Don’t Worry Darling di Olivia Wilde: la nuova fabbrica delle mogli

Colori pastello, forme non aggressive, non un granello di polvere o un elemento fuori posto: è questo lo scenario di Victory, la comunità creata artificialmente nel deserto in cui si ambienta Don’t Worry Darling, seconda regia di Olivia Wilde, qui anche in un ruolo secondario – dopo aver rinunciato a quello principale in favore di una convincente Florence Pugh. Un mondo in vitro, insomma, modello di un possibile “Make America Great Again” in cui i mariti escono di casa la mattina per mantenere la famiglia, lasciando le donne allo shopping, i pettegolezzi, gli immancabili doveri domestici e l’organizzazione delle feste che proseguono ininterrotte ogni sera. Tutto perfetto, dunque, salvo l’inevitabile crepa che prima o poi si apre nel guscio immacolato.

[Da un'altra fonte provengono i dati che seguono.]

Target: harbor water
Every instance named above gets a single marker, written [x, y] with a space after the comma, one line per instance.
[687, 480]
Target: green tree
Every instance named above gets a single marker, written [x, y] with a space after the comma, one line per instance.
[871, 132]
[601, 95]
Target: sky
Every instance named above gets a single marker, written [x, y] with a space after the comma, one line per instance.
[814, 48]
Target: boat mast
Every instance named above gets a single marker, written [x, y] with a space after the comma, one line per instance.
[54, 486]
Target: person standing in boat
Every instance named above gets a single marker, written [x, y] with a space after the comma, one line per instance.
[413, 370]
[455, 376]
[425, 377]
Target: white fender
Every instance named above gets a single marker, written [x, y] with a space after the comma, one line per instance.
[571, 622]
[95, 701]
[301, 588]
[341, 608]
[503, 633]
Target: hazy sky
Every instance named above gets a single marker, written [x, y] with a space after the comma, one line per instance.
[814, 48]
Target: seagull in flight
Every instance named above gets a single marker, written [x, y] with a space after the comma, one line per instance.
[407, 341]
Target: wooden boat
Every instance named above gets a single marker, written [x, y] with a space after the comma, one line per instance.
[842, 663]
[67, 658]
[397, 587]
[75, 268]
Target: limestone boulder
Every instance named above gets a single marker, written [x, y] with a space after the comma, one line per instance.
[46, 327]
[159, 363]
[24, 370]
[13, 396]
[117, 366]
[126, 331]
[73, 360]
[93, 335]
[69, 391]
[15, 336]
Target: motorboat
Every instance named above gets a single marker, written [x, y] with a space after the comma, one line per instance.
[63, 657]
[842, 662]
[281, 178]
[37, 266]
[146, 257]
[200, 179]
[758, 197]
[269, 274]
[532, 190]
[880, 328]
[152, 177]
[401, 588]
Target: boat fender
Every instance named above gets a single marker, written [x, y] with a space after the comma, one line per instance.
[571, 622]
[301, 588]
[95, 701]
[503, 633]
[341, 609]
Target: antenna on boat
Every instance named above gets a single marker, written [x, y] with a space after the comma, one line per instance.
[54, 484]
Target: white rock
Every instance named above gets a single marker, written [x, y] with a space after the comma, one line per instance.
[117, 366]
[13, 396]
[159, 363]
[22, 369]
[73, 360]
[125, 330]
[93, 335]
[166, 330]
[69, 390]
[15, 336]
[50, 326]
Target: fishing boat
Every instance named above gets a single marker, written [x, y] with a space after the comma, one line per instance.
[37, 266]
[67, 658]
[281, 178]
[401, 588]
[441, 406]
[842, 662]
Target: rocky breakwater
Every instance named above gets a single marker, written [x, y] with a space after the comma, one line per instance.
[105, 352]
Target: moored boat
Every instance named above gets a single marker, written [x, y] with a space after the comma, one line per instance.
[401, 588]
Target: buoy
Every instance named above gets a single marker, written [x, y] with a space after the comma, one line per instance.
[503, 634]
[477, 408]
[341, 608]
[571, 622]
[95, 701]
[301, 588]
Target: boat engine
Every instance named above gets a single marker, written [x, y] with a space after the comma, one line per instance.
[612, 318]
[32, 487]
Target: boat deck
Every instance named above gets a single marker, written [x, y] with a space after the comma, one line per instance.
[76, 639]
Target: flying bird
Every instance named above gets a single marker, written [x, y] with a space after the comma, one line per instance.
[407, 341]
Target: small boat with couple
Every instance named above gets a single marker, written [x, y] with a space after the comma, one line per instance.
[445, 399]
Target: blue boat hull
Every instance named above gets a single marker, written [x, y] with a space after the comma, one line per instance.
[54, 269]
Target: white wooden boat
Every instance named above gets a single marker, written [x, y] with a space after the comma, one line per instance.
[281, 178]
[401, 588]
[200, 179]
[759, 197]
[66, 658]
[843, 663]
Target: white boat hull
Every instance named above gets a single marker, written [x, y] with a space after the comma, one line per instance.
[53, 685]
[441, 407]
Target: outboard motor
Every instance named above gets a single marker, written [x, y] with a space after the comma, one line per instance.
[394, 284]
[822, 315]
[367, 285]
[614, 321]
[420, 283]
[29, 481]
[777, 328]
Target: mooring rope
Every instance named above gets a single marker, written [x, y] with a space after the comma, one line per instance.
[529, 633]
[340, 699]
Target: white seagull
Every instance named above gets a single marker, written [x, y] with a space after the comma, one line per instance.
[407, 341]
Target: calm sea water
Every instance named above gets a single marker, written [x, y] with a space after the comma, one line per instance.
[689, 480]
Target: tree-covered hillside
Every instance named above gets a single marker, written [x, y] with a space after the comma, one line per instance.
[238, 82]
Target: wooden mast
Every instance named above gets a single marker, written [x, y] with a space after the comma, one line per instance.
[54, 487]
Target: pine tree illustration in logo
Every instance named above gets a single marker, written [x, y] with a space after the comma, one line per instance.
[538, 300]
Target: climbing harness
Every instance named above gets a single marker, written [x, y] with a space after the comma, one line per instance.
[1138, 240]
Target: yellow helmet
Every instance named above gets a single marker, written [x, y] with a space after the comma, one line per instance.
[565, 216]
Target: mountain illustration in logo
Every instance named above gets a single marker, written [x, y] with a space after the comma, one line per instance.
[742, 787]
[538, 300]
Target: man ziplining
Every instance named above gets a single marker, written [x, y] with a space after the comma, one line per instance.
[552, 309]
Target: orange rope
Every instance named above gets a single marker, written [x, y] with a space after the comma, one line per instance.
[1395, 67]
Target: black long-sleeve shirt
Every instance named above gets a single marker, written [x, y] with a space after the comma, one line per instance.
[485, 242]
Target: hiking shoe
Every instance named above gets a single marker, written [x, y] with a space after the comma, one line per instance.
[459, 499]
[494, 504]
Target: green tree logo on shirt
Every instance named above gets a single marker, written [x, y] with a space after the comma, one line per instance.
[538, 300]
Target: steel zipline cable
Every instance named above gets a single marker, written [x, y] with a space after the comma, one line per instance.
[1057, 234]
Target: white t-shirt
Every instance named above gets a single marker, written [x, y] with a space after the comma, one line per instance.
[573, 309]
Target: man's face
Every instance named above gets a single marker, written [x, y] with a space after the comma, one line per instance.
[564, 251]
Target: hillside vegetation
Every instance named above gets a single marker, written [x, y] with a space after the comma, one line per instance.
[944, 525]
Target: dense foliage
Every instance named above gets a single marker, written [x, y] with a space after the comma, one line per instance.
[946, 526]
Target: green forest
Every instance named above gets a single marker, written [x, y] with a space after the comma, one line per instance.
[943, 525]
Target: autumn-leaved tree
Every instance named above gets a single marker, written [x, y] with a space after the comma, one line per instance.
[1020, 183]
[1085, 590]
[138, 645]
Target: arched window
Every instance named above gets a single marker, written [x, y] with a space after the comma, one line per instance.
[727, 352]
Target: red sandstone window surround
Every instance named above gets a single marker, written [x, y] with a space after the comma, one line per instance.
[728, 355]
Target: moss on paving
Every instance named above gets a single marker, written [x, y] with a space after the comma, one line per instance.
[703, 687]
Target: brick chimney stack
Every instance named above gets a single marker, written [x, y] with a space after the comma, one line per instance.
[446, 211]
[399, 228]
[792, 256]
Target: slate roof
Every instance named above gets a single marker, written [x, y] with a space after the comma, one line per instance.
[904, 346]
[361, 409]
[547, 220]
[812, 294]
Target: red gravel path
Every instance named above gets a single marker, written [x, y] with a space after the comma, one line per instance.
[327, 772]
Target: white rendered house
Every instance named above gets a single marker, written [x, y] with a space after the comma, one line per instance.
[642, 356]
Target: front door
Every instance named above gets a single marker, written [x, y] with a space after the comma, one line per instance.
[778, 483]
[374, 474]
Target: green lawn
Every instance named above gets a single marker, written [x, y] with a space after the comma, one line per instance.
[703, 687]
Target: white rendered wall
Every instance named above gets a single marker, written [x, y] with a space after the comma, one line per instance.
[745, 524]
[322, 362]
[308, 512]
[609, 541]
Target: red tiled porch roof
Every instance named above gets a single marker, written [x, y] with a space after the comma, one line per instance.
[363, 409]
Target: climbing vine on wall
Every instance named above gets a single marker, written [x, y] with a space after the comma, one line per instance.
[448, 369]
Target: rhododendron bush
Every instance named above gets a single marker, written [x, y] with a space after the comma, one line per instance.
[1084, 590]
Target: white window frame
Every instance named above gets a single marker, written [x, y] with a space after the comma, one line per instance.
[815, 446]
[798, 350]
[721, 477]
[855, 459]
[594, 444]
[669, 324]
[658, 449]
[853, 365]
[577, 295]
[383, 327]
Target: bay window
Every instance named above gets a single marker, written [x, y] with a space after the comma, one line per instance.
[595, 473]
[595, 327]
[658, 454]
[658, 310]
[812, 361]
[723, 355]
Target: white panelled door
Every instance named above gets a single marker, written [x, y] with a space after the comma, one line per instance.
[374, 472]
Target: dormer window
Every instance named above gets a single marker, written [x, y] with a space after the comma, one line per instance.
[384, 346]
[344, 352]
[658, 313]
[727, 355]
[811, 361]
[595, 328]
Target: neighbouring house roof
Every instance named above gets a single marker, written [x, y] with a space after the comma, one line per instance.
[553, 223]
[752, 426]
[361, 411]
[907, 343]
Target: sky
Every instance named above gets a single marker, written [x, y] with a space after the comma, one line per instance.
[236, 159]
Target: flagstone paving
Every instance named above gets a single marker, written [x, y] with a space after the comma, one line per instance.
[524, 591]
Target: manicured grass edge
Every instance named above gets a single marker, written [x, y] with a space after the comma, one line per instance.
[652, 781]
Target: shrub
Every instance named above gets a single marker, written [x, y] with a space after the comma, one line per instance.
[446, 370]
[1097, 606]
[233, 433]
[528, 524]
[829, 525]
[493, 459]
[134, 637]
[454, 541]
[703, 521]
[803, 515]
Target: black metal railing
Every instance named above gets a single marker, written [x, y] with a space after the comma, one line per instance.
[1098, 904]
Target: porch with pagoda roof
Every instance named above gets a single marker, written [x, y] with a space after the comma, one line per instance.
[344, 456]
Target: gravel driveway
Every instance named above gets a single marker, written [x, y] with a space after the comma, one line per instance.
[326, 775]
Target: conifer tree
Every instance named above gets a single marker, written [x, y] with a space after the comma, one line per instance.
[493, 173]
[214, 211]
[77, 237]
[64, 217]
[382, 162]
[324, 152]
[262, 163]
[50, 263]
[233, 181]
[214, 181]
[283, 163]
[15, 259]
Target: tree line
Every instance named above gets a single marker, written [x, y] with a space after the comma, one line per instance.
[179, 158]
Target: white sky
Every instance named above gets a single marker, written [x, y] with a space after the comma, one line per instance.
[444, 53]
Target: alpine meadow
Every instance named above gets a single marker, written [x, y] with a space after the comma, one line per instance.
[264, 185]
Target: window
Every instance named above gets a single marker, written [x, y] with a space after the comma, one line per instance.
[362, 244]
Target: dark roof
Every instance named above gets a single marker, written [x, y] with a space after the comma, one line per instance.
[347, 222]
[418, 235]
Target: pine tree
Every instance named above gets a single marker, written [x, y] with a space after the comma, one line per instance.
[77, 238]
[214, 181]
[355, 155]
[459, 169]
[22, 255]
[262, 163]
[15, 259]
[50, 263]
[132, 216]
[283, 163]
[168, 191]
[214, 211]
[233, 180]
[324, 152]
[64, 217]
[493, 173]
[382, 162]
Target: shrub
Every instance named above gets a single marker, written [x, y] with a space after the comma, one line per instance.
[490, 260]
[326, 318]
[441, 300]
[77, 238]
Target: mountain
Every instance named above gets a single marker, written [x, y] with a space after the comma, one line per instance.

Evidentemente abituata alle distopie frequentate attraverso le opere di Joseph Kosinski (Tron: Legacy) e Andrew Niccol (In Time), la Wilde compone un affresco rutilante, che si fa diretta metafora e critica di una concezione del mondo patriarcale e retrograda. Quella, per essere chiari, che vede nella moderna emancipazione della donna una minaccia all’esercizio maschile del potere. Sin dal suo nome, infatti, Victory ribadisce chiaramente chi ha il controllo del sistema e vuole mantenerlo attraverso un ribaltamento dei modelli sociali contemporanei.

 

 

La metafora, assolutamente esplicita e lodevole, arriva però a traino di un modello narrativo già sfruttato in passato. Se l’esempio primario può essere rintracciato nel bel La fabbrica delle mogli, di Bryan Forbes, è a noi più vicina (e molto più interessante) la serie Marvel Wanda Vision, che nel giocare con i registri della nostalgia e del rapporto di coppia, compiva anche un’intelligente analisi dei modelli iconografici e di immaginario sedimentati attraverso la televisione. Qui un referente più diretto appare quello cinematografico, in cui Wilde si muove per comporre un’ideale parodia dei film con Doris Day. Tutto però non va al di là di un film semplice e semplificativo, che non lascia emergere davvero la verità dei suoi personaggi. Sino alla fine, infatti, Don’t Worry Darling non lascia mai spazio alla fisicità dei suoi attori, appiattiti su un’iconografia di riporto che è tale anche quando si innesca il meccanismo di ribellione e svelamento dell’inganno. E sì che la campagna stampa ha puntato parecchio sul film, battendo il tasto delle (presunte) bollenti scene di sesso tra Florence Pugh e Harry Stiles, fino all’anteprima mondiale in Fuori Concorso alla Mostra di Venezia 2022. Ma alla fine anche quella è tutta una finzione e il film è pudico, senza fremiti né carnalità, non è capace di produrre nuove forme espressive, prigioniero com’è del suo guscio, diligente come il ritmo delle sue scene d’azione e del lavoro svolto dai vari reparti. La fabbrica del cinema, insomma…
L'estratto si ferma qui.